Motivasyon Molekülü: Kafein
Muhtemelen bu yazıyı okumadan önce tüketmiş olduğunuz kafein yani 1,3,7-trimetilksantin (C8H10N4O2), dünya üzerinde en çok tüketilen psikoaktif moleküldür. Günlük tüketilen ortalama kafein miktarı yaklaşık 135 mg olsa da bu sayı değişiklik gösterebilmektedir.
İlk defa 1819 yılında Ferdinand Runge tarafından kahve çekirdeğinden saf bir şekilde ayrıştırılmış olan kafein yine en çok kahve ile ilişkilendirilir. Runge, kahve çekirdeğini oluşturan molekülleri ortaya çıkarabilmek için hem kavrulmuş hem de çiğ çekirdeklere hidroklorik asit, metal oksitler, yumurta akı ve gallik asit gibi çeşitli reaktifler uygulamış ve yaptığı deneyler sonucunda da kafein molekülünü elde etmeyi başarmıştır.

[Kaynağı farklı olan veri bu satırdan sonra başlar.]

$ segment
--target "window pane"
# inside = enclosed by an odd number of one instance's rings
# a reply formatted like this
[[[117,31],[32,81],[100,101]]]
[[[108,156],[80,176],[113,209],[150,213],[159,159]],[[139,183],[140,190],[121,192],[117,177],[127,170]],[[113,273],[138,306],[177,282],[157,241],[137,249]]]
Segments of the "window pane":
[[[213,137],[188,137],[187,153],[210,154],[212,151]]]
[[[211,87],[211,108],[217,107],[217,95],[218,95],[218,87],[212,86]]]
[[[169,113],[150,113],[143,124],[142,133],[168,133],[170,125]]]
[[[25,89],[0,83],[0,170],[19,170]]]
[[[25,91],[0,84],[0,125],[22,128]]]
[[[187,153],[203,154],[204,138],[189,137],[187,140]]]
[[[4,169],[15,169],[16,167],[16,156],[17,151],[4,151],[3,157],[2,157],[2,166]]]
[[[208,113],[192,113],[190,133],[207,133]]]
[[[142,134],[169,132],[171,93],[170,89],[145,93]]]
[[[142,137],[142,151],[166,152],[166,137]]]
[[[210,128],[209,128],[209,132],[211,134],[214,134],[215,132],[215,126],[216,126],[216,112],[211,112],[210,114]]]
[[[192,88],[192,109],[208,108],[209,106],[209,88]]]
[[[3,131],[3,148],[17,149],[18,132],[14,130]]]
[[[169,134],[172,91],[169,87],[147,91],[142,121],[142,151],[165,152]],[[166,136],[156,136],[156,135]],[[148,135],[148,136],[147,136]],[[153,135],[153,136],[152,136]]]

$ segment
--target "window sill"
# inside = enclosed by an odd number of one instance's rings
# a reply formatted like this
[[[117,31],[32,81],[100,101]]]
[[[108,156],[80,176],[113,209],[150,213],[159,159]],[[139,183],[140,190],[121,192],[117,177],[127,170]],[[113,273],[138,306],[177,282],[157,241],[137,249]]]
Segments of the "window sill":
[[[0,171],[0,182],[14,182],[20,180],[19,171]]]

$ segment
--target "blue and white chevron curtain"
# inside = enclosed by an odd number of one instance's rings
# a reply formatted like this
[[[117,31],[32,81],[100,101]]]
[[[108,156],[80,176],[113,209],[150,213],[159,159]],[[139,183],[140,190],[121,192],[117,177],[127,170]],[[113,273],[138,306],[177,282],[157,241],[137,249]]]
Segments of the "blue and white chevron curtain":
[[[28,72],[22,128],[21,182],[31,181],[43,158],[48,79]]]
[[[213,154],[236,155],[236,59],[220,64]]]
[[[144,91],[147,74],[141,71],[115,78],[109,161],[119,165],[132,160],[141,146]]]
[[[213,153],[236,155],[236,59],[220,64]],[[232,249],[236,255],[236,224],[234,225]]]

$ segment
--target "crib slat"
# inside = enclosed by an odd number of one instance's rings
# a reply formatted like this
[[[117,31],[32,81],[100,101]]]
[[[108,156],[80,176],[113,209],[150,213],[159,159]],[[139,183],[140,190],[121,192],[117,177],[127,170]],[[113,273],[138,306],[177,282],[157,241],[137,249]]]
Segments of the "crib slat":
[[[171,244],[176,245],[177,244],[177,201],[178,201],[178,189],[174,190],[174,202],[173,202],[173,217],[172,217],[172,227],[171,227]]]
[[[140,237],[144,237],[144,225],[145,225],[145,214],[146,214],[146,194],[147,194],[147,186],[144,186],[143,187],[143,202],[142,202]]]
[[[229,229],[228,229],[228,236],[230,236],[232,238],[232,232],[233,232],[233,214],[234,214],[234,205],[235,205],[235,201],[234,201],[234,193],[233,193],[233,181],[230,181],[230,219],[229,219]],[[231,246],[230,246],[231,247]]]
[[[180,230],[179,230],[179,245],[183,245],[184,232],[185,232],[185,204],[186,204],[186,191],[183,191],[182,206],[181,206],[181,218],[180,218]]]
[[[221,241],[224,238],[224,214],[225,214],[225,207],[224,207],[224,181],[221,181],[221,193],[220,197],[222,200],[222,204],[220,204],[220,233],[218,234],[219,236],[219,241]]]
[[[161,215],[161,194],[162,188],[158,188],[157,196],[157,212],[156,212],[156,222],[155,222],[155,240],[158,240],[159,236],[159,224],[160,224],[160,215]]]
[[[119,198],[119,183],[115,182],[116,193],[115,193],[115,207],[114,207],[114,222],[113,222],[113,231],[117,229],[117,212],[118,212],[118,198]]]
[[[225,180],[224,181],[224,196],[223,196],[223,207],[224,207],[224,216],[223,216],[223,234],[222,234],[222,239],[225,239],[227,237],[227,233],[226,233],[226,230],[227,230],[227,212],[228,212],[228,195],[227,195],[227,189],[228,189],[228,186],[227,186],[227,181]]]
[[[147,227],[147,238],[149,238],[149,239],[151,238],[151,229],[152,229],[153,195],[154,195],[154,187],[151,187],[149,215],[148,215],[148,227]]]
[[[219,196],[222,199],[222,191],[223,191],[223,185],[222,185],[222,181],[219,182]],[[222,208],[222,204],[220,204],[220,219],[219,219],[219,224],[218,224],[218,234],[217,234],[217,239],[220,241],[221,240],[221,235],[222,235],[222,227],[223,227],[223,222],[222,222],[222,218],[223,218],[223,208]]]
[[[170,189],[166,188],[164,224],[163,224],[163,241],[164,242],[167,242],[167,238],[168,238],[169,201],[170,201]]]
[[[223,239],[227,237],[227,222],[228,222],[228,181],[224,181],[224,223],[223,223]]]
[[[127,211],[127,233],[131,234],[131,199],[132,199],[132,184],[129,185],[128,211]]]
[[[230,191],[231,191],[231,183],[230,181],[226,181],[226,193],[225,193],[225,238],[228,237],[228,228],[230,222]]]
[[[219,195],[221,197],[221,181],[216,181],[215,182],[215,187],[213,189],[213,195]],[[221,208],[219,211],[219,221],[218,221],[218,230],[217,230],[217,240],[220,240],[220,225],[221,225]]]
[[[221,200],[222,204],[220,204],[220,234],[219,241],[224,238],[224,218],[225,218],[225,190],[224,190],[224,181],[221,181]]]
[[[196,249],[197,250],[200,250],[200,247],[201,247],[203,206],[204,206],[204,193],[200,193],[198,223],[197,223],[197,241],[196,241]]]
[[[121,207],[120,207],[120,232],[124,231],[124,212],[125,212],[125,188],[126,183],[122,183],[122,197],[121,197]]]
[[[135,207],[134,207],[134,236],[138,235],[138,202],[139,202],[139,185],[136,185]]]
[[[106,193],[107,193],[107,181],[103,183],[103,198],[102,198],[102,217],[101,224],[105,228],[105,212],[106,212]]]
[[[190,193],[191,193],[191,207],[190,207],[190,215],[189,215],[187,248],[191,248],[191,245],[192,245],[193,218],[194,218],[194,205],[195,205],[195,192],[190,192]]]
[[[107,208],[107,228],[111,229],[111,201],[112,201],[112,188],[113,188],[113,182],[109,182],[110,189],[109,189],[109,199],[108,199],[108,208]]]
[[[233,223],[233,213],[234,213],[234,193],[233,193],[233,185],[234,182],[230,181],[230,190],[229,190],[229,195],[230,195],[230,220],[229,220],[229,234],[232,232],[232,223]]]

“Kafein” sözcüğü ilk defa 1821 yılında Pierre Joseph tarafından kullanılmıştır. Joseph, kafein üzerinde daha detaylı analizler yaparak kafein molekülünün karbon, azot, hidrojen ve oksijen atomlarından oluştuğunu bulmuş olup bunun yanı sıra kafeinin içerdiği azot miktarının yalnızca bitkilerden değil aynı zamanda hayvansal bir bileşenden de daha fazla olduğunu ortaya çıkarmıştır.
Kafein hücre zarından kolayca geçebilir ve hatta kan-beyin bariyerini bile aşabilir. Bu nedenle diğer moleküllere kıyasla kan dolaşımına çok daha hızlı katılır. Kafeinin dokulardan rahatlıkla geçebilme özelliği organlarda birikmesini engellerken aynı zamanda yağda çözünmemesi onun vücut yağında da depolanmamasının önüne geçer. Kafein yaklaşık olarak 2-4 saat bir yarı ömre sahip olduğu için sabah kahvemizin neredeyse tamamı gece yatarken çoktan vücudumuzdan atılmış olur.
Kafeinin gözlemlenen fizyolojik etkileri uykuyu engelleme, gelişmiş problem çözme yeteneği, daha iyi bir şekilde akıl yürütme, bilgiyi daha hızlı işleme ve zihnin daha iyi çalışması olarak sıralanabilmektedir. Görünüşte bize sonsuz bir enerji veren kafein; hangi formda tüketirsek tüketelim, bazen işlerimizi halledebilmemizdeki en büyük motivasyonumuzdur.